Dust Symposium 2018

Southern U.S. Dust Monitoring and Mitigation Symposium 2018




  • The aeolian research community hasn’t engaged well with climate impacts and adaptation research. The dust modelling community has engaged with climate modeling to assess aerosol impacts on radiative forcing and cloud nucleation, but using fairly simple models that do not represent land surface dynamics and their impacts on and feedbacks with aeolian processes. Land condition (influenced by aeolian processes) underpins the magnitude of climate impacts and efficacy of adaptation options, so making the linkages btwn aeolian processes, land degradation and climate change will be important.
  • We have developed a reasonably good understanding of the climatic drivers of wind erosion and dust emission, but have some way to go in understanding the impacts of land use and land cover change, particularly in the context of ecosystem change through state transitions. Dust models currently oversimplify vegetation effects on transport and are insensitive to changes in vegetation structure typical of state transitions. Following this, we really haven’t explored aeolian process responses to regional ecosystem change – e.g., grass-shrub transitions, sagebrush-cheatgrass-fire-wind erosion interactions.
  • New models like AERO are addressing the model deficiencies and uncertainties and should enable use to start addressing points 1 and 2 above.
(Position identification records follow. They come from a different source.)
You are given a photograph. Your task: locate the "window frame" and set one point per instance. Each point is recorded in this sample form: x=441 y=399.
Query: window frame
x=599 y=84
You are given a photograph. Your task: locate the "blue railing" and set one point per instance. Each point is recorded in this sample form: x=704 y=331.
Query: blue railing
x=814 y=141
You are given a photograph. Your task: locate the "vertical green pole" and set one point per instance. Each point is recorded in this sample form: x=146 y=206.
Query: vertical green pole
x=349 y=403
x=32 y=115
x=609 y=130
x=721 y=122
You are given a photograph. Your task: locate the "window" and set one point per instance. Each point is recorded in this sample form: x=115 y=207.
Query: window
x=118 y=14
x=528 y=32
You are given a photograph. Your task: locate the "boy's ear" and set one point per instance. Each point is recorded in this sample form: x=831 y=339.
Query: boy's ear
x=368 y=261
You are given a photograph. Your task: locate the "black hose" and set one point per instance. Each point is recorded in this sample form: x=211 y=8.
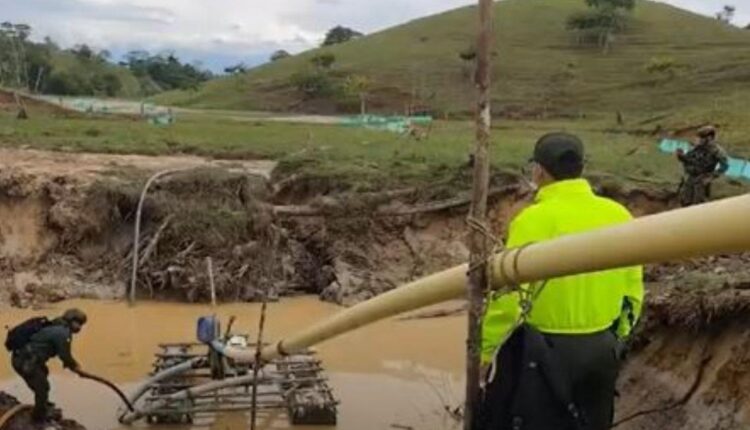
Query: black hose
x=112 y=386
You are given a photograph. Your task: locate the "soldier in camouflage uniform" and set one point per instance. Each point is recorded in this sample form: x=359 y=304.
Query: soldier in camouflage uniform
x=30 y=362
x=705 y=162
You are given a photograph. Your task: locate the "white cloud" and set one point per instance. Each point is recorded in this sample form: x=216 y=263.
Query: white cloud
x=233 y=29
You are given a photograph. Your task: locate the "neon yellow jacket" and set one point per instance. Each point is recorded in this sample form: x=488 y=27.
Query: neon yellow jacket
x=578 y=304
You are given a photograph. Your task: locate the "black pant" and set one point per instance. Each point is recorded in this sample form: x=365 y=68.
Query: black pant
x=591 y=362
x=35 y=373
x=543 y=381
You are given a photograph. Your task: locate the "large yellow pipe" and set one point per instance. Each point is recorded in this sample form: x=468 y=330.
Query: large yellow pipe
x=719 y=227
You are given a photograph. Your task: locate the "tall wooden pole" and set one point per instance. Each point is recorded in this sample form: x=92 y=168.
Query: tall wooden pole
x=478 y=241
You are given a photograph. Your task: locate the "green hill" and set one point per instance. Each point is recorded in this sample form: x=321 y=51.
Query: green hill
x=540 y=68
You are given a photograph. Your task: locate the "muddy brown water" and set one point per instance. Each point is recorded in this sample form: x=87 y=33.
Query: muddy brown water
x=393 y=374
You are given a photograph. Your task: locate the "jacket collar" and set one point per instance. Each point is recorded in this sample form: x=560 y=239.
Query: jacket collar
x=564 y=188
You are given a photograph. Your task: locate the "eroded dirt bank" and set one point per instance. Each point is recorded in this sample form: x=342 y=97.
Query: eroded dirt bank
x=66 y=231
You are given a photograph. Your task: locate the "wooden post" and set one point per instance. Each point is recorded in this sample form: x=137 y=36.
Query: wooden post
x=210 y=267
x=478 y=241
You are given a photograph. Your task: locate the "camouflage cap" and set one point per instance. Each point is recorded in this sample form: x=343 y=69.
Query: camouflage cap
x=75 y=315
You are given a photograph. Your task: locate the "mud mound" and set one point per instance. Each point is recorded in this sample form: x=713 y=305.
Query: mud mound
x=21 y=419
x=690 y=379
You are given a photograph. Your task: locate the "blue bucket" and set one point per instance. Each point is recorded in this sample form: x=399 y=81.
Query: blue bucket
x=208 y=327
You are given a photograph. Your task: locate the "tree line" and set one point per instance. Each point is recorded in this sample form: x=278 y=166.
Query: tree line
x=45 y=67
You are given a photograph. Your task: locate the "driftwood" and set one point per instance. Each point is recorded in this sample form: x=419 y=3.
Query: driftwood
x=154 y=241
x=437 y=206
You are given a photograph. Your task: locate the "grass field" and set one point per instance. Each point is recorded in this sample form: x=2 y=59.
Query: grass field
x=370 y=159
x=420 y=60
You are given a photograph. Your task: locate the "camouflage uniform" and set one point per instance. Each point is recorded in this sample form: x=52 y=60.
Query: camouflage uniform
x=702 y=165
x=30 y=362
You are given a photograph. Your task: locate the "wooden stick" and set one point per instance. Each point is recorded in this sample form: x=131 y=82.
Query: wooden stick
x=210 y=266
x=478 y=243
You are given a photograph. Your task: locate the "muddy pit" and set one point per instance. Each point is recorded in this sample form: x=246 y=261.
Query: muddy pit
x=66 y=226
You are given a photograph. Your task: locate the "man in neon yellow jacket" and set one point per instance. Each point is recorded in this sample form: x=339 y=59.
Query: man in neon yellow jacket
x=580 y=317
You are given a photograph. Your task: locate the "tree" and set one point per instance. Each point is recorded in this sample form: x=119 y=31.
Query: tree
x=237 y=69
x=602 y=21
x=324 y=60
x=280 y=55
x=726 y=15
x=83 y=52
x=358 y=86
x=340 y=34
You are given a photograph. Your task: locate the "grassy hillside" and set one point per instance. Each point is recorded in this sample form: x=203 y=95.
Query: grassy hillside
x=419 y=61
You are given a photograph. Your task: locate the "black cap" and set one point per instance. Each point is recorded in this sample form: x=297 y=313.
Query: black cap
x=561 y=155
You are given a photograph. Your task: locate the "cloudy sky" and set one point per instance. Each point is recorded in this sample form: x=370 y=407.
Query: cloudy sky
x=223 y=32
  • It will be important for the aeolian research community to consider how we report and describe “wind erosion” processes to managers/agencies. We typically model saltation and dust fluxes (not net erosion), so we need to better communicate what these mean and what impacts they may have on agroecosystems. In communicating to managers, we should also consider how these (somewhat intangible) fluxes relate to more common indicators like foliar cover, canopy gaps sizes, canopy height, soil texture,… The wind erosion handbook could discuss these issues.
  • Tools like PiSWERL provide complementary information about dust emission potential of soils but we need to be very care about sample designs. Typically no-one using the instrument has used a robust/defensible sample design that would enable the data to be scaled or even interpreted through statistical analysis.
  • A growing number of people are using the PiSWERL – perhaps now is a good time to develop a common database for storing and sharing PiSWERL data.
  • A couple of the presenters nicely summarized the costs and benefits of dust mitigation options in tables that were accessible and could be a nice addition to the wind erosion handbook.